Analysts expect a further rise of gold

Gold Prices Lowered after US Inflation Data

On Thursday, gold prices went down as hopes about the Federal Reserve slashing interest rates faded after the US inflation report.

Gold futures for June delivery declined by -0.38% to $2,029.30 per troy ounce on May 11’s Asian afternoon session. Likewise, spot gold was down by 0.20% to $2,030.70 per ounce.

According to analysts, there are still risks that the Fed will keep the rates high for a while. The precious metal would need more rate cuts to become sharply priced in resuming its rally.

It rose by 0.70% after data showed the US Consumer Price Index jumped by 4.90% in April from last year. However, it is still lower than the expected 5.00% increase.

Furthermore, the reading paused the momentum built for an 11th consecutive interest rate hike in June. Moreover, most futures linked to the Fed’s rate were betting on a halt.

Meanwhile, gold may face difficulties in the short term since core inflation remained unchanged from the previous month.

While the commodity is considered a barrier to combat inflation, rising interest rates affect non-yielding precious metals’ appeal.

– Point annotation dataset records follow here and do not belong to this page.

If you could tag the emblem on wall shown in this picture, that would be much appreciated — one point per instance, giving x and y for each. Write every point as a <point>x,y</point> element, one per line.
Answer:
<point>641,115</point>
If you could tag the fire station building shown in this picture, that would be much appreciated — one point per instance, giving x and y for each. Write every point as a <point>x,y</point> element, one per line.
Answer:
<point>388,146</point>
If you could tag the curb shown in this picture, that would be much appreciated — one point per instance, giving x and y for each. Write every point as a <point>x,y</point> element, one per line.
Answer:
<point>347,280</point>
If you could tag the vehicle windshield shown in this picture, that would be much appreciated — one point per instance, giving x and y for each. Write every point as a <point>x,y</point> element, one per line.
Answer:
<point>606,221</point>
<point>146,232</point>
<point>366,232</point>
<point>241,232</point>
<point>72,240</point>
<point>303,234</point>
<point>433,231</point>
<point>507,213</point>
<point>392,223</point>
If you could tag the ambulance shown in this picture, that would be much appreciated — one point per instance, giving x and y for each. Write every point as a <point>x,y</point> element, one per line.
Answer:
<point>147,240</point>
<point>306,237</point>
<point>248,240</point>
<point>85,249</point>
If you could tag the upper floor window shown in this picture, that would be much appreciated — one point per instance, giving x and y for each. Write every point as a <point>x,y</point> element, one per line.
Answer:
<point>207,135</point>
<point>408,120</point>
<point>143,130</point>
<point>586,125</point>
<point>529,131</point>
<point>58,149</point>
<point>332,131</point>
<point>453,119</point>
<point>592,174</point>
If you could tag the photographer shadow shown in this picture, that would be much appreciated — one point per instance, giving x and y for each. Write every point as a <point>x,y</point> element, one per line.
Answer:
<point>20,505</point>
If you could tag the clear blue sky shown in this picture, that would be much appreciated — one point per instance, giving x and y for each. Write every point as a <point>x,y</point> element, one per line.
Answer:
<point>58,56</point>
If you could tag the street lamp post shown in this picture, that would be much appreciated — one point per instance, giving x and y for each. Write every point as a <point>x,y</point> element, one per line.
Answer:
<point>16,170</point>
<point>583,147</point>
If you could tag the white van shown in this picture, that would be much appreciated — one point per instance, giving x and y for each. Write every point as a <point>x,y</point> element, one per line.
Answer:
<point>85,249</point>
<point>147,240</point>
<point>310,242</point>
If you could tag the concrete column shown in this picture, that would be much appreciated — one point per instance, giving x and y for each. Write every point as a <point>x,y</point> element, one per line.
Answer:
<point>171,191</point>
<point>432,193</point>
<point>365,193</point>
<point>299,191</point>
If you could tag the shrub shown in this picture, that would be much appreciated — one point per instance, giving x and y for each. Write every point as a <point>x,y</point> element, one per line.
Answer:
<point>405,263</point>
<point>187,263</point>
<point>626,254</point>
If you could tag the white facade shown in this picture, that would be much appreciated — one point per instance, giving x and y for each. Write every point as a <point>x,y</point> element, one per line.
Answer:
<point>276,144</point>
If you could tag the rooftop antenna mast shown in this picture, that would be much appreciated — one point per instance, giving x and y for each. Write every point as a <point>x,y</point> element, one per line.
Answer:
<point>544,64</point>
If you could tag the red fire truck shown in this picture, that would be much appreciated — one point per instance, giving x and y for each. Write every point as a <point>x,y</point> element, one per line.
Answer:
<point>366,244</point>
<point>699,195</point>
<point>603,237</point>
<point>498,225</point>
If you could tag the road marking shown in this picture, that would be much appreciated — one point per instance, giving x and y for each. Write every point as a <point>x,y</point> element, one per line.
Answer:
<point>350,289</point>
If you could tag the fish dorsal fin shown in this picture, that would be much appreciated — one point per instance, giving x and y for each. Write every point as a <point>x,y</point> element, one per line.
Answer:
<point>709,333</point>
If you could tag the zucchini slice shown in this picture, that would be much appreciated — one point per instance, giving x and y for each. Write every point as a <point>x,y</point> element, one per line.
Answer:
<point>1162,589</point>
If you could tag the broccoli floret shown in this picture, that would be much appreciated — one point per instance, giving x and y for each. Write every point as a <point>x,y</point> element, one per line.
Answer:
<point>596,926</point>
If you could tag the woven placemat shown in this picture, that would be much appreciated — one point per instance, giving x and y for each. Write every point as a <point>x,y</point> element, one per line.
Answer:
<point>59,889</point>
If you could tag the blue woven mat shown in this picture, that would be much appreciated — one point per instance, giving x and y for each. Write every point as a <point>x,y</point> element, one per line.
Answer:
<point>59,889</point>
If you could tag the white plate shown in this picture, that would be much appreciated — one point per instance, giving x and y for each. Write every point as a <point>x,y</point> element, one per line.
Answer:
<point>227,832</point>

In addition, some experts mentioned that gold could try to have another run for record highs. This is despite the economic worries and a possible US debt ceiling default.

Dubai Gold Prices Dropped in Early Trade

According to Dubai Jewelry Group, the 24K gold traded at Dh246.00 a gram. The price is weaker than last night’s Dh246.75 per gram. Also, other variants of the commodity opened lower.

Based on experts, they wonder if gold will continue to be in demand of bearish news about banks. The rallies of the bullion on the turmoil of regional credit institutions were mainly a liquidity crisis. As a result, capital may flow back gradually into dollar-denominated debt assets, providing good yields.

Additionally, investors should remember that trend towards more robust purchases of gold as a reserve is at risk of sanctions.

Meanwhile, they added that it is vital to realize that the banks’ issues are not the only driver for gold.